Hillary took $145 million in bribes from the Russians, and she got away with it (thanks to Obama).

Hillary set-up an illegal email server, and she illegally destroyed 33,000 emails, and she destroyed her government-owned computer hard-drive, and she got away with it.

Hopefully, Joe Biden and his son won't get away with taking $1.5 billion in bribes from the Chinese government.

Trump referred to the loyalty of his supporters when he said he could shoot someone and still get elected. We know for a fact that both Hillary and Joe Biden have committed numerous felonies, and as of today, they are getting away with it.

Rick Millward said...

Are we blaming Obama "weakness" for allowing Trump? That's pretty revisionist.

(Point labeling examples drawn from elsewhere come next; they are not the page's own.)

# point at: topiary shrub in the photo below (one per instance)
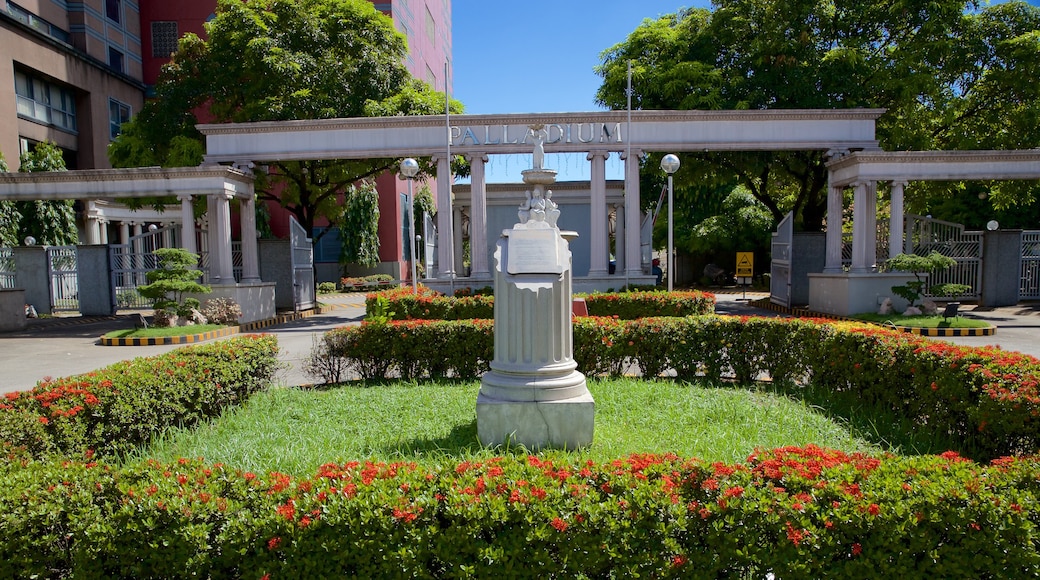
(171, 282)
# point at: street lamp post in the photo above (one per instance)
(671, 164)
(409, 168)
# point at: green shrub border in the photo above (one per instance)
(986, 397)
(115, 410)
(798, 512)
(427, 305)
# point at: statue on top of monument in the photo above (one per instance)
(539, 134)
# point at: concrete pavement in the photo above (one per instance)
(60, 347)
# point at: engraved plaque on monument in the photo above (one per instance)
(534, 252)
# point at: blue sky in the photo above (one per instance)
(538, 56)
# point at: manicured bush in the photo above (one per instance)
(629, 306)
(430, 305)
(796, 512)
(364, 283)
(117, 409)
(412, 348)
(985, 397)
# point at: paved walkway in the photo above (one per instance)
(65, 346)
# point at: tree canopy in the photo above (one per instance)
(280, 60)
(50, 222)
(951, 74)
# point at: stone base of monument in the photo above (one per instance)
(556, 414)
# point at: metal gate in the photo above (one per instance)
(130, 263)
(926, 235)
(1030, 287)
(780, 266)
(63, 278)
(303, 266)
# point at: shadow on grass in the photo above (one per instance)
(461, 441)
(873, 422)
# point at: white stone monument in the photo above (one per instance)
(534, 395)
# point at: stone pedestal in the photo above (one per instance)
(534, 395)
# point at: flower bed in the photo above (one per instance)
(117, 409)
(987, 397)
(429, 305)
(797, 512)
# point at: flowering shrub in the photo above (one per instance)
(986, 397)
(466, 304)
(222, 311)
(117, 409)
(797, 512)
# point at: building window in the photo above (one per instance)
(45, 102)
(118, 114)
(115, 59)
(164, 35)
(431, 26)
(113, 9)
(29, 19)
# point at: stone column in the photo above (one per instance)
(445, 241)
(835, 211)
(221, 268)
(619, 241)
(251, 263)
(457, 237)
(478, 217)
(597, 212)
(187, 223)
(864, 232)
(93, 225)
(633, 261)
(897, 220)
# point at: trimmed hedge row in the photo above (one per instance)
(987, 396)
(429, 305)
(122, 406)
(797, 512)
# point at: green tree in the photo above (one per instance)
(174, 277)
(265, 60)
(951, 76)
(50, 222)
(359, 226)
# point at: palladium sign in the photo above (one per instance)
(511, 134)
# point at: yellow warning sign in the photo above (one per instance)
(745, 264)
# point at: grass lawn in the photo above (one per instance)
(924, 321)
(155, 332)
(294, 430)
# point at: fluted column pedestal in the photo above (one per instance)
(534, 395)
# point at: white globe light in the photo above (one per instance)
(409, 167)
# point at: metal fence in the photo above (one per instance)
(61, 269)
(1030, 287)
(6, 267)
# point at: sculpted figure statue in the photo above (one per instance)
(540, 134)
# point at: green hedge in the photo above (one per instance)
(117, 409)
(797, 512)
(987, 397)
(427, 305)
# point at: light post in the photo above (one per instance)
(671, 164)
(410, 168)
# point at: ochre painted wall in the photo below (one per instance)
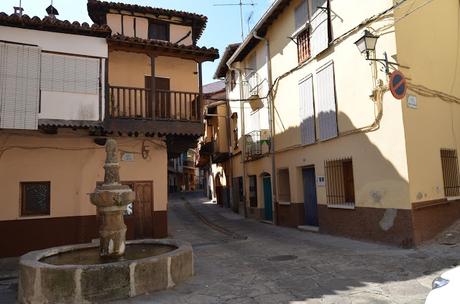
(430, 49)
(130, 69)
(381, 151)
(73, 173)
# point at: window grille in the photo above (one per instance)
(303, 45)
(340, 182)
(451, 178)
(35, 198)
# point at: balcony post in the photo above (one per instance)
(152, 86)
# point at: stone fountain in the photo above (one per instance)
(111, 200)
(114, 269)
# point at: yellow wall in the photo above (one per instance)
(381, 151)
(130, 69)
(430, 49)
(73, 173)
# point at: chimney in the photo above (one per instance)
(52, 12)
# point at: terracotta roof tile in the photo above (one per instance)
(54, 25)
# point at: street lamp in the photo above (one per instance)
(367, 43)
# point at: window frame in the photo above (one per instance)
(153, 22)
(451, 171)
(28, 213)
(282, 194)
(253, 200)
(337, 194)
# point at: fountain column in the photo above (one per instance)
(111, 200)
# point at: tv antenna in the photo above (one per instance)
(240, 4)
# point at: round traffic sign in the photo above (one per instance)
(398, 85)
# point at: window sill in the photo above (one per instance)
(342, 206)
(33, 217)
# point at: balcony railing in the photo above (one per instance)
(137, 103)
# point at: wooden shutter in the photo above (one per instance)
(326, 103)
(70, 74)
(319, 27)
(307, 111)
(19, 81)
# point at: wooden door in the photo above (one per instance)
(142, 209)
(309, 196)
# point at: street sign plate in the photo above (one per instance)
(398, 85)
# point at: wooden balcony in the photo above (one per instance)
(165, 112)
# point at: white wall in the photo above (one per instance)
(69, 106)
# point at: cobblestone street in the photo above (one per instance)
(244, 261)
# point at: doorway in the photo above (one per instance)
(268, 204)
(309, 196)
(142, 209)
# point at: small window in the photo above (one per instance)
(235, 130)
(451, 178)
(159, 30)
(253, 191)
(340, 186)
(284, 186)
(35, 198)
(303, 45)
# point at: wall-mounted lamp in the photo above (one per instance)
(366, 44)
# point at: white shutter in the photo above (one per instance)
(20, 86)
(319, 28)
(307, 111)
(326, 103)
(71, 74)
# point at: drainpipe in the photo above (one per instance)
(243, 152)
(271, 107)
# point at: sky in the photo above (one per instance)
(222, 29)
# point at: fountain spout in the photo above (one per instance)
(111, 199)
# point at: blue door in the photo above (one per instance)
(309, 197)
(268, 198)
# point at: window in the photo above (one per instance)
(307, 111)
(340, 187)
(232, 80)
(301, 14)
(449, 162)
(253, 191)
(303, 45)
(235, 130)
(284, 186)
(158, 30)
(35, 198)
(326, 102)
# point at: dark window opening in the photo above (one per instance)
(35, 198)
(159, 30)
(253, 191)
(303, 45)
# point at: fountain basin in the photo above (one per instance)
(73, 274)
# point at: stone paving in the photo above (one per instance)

You neglect to mention that Republicans blocked Obama initiatives at every turn ("One term president" - McConnell) and Democrats weren't much better, complacently going along and grooming Clinton to take over and restore the glory days of the 90's. We will never know how much Obama might have accomplished had there been even a smidgen of bi-partisan concern for the issues facing this nation. 20/20 hindsight actually may serve us better now.

Frankly, Republicans are cornered, with a dwindling ever more dimwitted constituency who are taking them over a cliff. A seemingly healthy economy may allow another term, but it's a house of cards and when it falls the fickleness of the "deplorables" will be revealed and when they turn, Trump may find himself running down 5th Avenue with a mob barking at his heels.